All the Sinners Bleed
By S.A. Cosby
The isolation of Charon County, the setting for S.A. Cosby’s excellent crime thriller, is as much societal as physical. Occupying a remote, teardrop-shaped peninsula at the edge of Virginia, Charon is a cloistered community, founded in bloodshed, where some of the most prominent citizens have no regard for outside laws. This tale of Titus Crown, the county’s first Black sheriff, and his quest to uncover the identity of a serial killer who has been ravaging the area for decades is Southern Gothic to its very core.
Jamaica Inn
By Daphne du Maurier
Daphne du Maurier is best known for her Cornish masterpieces “Rebecca” and “My Cousin Rachel.” The lesser known “Jamaica Inn” is equally Gothic but set in a very different kind of Cornwall — not among the aristocratic great houses and estates of those novels, but at the remote and run-down Jamaica Inn. A real place that served as an outpost for the smuggling trade in the 1800s, the inn still stands at a windswept crossroads on Bodmin Moor. And although Mary Yellan is an excellent main character, with none of the passivity of some of du Maurier’s other narrators, it’s the author’s stunning evocation of her beloved Cornwall that is the real star of this book.
The Shining
By Stephen King
This is a different kind of thriller: part horror, part psychological unraveling, part ghost story, with a terrifying specter at its core — the glowering, isolated Overlook Hotel in the Rocky Mountains, where Jack Torrance has taken on a job as a winter caretaker.
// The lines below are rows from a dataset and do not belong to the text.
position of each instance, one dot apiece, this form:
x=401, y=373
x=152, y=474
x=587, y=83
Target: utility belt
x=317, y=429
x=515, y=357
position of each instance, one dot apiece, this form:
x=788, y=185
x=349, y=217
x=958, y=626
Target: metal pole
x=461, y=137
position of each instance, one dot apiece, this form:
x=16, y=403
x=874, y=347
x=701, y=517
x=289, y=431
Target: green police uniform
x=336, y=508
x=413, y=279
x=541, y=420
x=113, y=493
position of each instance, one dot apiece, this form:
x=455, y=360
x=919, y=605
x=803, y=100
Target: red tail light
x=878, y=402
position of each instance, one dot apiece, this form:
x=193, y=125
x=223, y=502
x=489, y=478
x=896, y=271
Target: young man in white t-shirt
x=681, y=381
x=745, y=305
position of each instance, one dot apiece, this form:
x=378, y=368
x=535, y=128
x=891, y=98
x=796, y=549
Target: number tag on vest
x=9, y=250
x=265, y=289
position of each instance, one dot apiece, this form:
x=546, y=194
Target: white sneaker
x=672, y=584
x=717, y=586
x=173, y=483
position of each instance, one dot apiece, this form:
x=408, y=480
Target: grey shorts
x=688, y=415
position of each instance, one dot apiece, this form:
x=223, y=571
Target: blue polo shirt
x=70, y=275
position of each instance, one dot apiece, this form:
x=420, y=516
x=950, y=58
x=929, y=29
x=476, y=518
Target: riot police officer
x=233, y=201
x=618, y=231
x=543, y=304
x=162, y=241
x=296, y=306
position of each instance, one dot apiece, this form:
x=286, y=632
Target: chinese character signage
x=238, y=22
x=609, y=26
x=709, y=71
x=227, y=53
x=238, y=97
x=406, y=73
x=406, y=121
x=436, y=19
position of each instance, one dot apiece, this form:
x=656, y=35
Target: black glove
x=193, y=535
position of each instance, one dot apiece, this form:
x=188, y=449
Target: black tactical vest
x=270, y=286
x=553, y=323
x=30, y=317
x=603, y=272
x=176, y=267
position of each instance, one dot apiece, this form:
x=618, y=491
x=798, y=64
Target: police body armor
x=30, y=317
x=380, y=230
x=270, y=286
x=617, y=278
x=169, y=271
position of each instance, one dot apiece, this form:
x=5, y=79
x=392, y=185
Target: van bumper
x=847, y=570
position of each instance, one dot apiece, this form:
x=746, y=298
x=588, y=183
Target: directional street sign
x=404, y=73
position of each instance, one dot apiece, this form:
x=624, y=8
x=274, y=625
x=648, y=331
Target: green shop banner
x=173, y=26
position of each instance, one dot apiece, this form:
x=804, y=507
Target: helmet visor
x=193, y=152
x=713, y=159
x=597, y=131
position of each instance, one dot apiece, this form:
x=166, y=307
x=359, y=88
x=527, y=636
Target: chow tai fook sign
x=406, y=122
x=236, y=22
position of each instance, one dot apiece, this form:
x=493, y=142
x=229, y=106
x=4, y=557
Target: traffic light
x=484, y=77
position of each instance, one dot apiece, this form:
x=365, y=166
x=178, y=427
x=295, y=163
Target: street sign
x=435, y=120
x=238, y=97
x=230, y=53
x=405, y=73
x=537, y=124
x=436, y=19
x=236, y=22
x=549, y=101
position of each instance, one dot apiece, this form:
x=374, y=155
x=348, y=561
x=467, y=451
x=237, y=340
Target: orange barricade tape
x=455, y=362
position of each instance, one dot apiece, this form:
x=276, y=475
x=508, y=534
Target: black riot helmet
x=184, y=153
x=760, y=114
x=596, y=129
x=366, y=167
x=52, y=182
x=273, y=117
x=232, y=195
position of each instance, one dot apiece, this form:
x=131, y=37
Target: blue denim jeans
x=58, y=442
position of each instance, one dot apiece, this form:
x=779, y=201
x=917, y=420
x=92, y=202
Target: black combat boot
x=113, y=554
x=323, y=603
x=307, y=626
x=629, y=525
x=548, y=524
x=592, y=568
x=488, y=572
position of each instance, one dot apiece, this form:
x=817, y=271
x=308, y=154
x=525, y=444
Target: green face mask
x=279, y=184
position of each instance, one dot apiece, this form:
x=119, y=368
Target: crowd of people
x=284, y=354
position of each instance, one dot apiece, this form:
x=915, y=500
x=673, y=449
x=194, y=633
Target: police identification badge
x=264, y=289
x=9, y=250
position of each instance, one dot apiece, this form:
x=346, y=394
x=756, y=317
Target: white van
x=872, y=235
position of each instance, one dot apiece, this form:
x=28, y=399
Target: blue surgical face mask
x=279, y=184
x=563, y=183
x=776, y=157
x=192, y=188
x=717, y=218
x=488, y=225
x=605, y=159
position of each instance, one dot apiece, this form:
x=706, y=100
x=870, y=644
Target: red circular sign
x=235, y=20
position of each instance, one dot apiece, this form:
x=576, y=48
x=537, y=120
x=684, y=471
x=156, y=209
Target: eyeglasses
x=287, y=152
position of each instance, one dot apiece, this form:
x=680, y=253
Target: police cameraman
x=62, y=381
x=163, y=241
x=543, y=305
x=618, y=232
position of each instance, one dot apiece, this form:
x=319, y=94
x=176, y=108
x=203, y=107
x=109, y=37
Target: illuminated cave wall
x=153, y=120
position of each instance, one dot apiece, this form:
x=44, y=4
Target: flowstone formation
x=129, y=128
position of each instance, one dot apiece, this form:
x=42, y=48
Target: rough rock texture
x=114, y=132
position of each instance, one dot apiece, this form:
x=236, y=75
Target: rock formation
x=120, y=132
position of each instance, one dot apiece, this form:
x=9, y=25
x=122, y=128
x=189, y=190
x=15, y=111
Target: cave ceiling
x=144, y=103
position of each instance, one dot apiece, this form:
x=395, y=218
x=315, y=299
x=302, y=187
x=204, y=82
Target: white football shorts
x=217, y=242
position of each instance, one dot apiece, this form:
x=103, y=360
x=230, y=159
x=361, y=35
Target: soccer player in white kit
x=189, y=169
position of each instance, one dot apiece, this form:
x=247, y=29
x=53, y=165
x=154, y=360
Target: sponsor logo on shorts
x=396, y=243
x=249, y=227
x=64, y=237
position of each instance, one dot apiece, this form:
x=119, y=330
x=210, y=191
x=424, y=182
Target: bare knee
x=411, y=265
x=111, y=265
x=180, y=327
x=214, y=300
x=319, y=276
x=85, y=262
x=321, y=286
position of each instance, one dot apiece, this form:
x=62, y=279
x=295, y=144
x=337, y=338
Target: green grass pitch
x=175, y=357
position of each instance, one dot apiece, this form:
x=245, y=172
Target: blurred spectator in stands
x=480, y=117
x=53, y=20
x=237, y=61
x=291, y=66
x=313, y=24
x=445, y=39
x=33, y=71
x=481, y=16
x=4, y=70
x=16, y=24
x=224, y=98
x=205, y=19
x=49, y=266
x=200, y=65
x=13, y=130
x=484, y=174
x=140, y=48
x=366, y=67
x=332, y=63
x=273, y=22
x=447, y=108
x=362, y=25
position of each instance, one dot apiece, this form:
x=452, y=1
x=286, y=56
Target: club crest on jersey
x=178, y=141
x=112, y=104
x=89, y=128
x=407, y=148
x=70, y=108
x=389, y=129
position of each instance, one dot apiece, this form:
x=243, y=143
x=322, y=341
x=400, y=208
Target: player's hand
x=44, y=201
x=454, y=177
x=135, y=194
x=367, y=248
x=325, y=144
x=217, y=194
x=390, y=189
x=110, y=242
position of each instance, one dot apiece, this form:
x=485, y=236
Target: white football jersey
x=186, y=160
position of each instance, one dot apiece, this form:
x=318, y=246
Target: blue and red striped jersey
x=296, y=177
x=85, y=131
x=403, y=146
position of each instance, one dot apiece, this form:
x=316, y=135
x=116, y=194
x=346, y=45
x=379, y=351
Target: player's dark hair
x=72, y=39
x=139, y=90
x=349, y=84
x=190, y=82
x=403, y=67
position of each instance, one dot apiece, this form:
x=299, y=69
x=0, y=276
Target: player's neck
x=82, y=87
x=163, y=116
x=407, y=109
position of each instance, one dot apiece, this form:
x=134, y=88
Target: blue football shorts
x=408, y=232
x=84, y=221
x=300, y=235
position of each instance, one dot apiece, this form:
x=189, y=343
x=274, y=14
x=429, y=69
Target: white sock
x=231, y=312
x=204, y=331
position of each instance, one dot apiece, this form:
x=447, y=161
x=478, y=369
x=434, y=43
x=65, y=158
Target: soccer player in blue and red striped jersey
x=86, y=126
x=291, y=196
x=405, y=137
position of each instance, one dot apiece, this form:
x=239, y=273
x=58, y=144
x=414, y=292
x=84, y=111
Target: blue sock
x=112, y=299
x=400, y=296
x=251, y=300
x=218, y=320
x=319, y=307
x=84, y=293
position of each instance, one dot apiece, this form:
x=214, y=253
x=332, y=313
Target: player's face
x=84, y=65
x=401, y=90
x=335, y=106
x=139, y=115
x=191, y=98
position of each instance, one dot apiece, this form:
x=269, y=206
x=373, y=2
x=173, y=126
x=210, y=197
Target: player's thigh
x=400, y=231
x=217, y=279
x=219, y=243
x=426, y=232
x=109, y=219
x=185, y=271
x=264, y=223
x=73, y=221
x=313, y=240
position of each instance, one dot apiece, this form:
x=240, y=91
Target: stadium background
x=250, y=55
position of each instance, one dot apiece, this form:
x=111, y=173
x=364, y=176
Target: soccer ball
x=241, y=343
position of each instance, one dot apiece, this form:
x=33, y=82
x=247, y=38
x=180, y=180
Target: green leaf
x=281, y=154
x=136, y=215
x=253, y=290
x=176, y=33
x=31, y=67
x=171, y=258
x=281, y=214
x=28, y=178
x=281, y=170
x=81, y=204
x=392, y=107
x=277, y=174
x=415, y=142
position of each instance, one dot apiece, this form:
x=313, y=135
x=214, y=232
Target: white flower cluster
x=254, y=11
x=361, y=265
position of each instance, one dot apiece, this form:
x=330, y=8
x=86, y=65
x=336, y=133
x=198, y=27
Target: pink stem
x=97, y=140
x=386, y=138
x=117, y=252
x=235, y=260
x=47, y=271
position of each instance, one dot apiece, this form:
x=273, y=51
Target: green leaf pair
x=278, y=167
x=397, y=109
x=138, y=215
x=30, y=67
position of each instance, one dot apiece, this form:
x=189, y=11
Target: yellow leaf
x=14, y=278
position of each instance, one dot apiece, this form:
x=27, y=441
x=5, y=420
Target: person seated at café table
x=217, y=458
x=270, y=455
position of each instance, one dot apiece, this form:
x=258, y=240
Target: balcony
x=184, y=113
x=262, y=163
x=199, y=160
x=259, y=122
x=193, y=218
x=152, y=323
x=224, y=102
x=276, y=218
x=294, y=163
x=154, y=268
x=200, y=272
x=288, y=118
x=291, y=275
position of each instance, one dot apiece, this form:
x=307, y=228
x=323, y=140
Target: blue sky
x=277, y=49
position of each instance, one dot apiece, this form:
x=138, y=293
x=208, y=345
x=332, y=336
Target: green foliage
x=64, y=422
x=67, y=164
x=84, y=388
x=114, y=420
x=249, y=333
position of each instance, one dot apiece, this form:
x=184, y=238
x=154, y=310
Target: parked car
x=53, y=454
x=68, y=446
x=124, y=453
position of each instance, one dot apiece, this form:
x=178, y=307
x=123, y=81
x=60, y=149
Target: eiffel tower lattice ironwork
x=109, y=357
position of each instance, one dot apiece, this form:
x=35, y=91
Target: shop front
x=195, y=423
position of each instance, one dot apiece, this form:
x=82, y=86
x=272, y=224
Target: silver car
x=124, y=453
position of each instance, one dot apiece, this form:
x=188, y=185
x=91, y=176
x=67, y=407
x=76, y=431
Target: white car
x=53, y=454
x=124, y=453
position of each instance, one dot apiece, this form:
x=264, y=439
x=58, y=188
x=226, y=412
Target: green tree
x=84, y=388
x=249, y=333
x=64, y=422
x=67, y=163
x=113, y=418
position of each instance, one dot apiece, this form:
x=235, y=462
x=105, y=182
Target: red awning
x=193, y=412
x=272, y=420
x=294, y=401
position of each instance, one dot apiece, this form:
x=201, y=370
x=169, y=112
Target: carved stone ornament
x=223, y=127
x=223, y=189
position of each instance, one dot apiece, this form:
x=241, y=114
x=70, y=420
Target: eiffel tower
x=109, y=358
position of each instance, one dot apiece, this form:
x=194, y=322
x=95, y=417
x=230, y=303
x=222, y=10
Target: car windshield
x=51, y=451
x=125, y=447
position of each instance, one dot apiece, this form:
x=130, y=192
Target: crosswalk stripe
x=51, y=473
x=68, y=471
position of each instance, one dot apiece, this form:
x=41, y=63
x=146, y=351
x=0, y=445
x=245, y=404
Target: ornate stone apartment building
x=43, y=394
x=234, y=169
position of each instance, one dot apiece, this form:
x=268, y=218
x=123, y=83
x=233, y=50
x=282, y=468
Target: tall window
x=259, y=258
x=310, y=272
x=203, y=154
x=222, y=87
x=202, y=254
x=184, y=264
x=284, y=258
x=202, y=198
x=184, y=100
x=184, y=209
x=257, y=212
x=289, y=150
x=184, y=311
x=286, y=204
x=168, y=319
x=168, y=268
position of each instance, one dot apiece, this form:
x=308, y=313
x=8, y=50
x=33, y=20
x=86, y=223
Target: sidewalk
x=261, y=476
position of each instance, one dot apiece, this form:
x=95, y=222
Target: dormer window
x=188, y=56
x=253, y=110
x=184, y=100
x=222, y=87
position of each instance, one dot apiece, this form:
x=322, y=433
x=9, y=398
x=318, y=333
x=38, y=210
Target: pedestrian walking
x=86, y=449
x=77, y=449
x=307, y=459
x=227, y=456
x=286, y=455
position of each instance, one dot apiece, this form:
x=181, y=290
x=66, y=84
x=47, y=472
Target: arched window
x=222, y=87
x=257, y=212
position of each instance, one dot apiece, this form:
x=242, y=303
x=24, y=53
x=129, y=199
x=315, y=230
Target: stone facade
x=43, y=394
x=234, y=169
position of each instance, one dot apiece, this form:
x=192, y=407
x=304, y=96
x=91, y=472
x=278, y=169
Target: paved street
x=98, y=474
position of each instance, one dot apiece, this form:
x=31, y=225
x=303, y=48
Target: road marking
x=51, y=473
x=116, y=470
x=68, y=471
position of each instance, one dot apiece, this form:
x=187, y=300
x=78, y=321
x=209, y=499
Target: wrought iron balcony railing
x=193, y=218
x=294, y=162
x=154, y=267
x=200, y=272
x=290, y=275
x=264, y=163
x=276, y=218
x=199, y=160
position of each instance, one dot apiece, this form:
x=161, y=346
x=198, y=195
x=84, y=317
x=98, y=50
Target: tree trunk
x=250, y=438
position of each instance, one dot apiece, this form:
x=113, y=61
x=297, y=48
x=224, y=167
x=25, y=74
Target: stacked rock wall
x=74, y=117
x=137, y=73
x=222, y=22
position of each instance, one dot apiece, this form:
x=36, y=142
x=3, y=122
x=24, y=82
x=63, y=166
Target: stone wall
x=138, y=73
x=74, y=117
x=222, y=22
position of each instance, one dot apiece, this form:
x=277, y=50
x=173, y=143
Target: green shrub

What begins as a marvelous playground for Jack’s young son, Danny, quickly becomes a prison for the family as the winter snows set in. While the malignancy of the settings in some of the other novels on this list is atmospheric or implied, here subtext is made text and the Overlook becomes the antagonist Danny and his friend Dick Hallorann must fight against, and to which Jack eventually succumbs.